Users wreak havoc on the Conservative party app due to total lack of basic security

As strong and stable as advertised

Gun to your head, what do you think is the most Conservative party way to kickstart their conference in Birmingham?

Do you think it is creating their app - the Conservative party conference app - and not even adding passwords to the accounts of the politicians attending? And inadvertently releasing the contact details of everyone at the event to the general public, things like Boris Johnson's personal phone number? Do you think that is the most Tory thing to happen before the conference has even started? Having people sat at home log into the app as Boris and change his position from MP for Uxbridge to, simply, 'DICKHEAD'? And then to change his profile picture to some hardcore pornography?  Do you?
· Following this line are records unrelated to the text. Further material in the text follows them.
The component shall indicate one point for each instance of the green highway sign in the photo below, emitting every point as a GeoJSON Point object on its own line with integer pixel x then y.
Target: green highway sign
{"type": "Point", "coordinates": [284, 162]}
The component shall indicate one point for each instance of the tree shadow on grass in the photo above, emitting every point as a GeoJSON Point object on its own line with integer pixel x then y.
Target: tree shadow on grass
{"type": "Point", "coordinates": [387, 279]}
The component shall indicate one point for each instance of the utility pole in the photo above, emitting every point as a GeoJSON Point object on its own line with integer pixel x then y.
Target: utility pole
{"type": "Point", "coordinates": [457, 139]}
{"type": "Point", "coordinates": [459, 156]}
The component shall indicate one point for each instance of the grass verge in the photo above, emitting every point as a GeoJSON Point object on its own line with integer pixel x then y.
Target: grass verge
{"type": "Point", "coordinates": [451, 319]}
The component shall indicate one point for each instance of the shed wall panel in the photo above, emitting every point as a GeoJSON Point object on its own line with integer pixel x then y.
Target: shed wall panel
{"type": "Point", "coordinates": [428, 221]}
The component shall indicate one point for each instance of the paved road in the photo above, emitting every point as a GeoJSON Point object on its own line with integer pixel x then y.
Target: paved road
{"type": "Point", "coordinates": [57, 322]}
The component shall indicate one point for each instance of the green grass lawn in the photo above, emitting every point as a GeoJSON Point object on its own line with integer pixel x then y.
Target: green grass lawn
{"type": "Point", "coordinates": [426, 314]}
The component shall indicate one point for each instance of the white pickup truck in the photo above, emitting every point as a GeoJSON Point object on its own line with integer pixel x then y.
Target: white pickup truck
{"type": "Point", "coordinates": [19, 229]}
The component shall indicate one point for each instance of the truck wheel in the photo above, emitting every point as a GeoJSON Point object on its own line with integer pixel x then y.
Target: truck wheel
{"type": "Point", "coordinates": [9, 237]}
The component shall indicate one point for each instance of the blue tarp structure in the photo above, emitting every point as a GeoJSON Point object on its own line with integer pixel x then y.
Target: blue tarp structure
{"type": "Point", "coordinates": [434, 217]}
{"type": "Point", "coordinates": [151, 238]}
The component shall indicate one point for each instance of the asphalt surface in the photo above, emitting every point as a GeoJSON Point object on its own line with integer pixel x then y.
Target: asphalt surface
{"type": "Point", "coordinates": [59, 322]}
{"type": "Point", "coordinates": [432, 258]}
Do you think that is the most fittingly Tory thing to happen before a party conference?

Because it might be.

The beauty is that it didn't exactly require master hackers to discover the flaw, the thermal exhaust port in the Tory app Death Star.

Users could simply download the app and login using the parliamentary email addresses of those attending, which, of course, are readily available online.

That was it. That's all they had to do, as demonstrated by the Guardian's Dawn Foster who broke the story.


That's all they had to do before they could do things like this: changing Michael Gove's profile image and email to Rupert Murdoch.

Or things like this.

After around an hour the Conservative Party tech team, presumably consisting of a similar setup to Mr. Burns' thousand writer monkeys chained to a typewriter, managed to shut down the loophole to ensure that absolutely no one could get their hands on all the private details stored within the app. Other than the several people that already did. Other than those guys.

Jon Trickett of the Labour party, in response to what Foster called a Thick of It-style omnishambles, asked: "How can we trust this Tory Government with our country's security when they can't even build a conference that keeps the date of their members, MPs and others attending safe and secure?"

One imagines the Conservatives, meanwhile, are struggling to get out a statement due to their staff attempting to use a dial-up internet service and the landline telephone at the same time.

Truly, it was the best of times, it was the blurst of times.

Update:

Around three hours after the data breach a Conservative party spokesperson released the following statement via email:

"The technical issue has been resolved and the app is now functioning securely. We are investigating the issue further and apologise for any concern caused."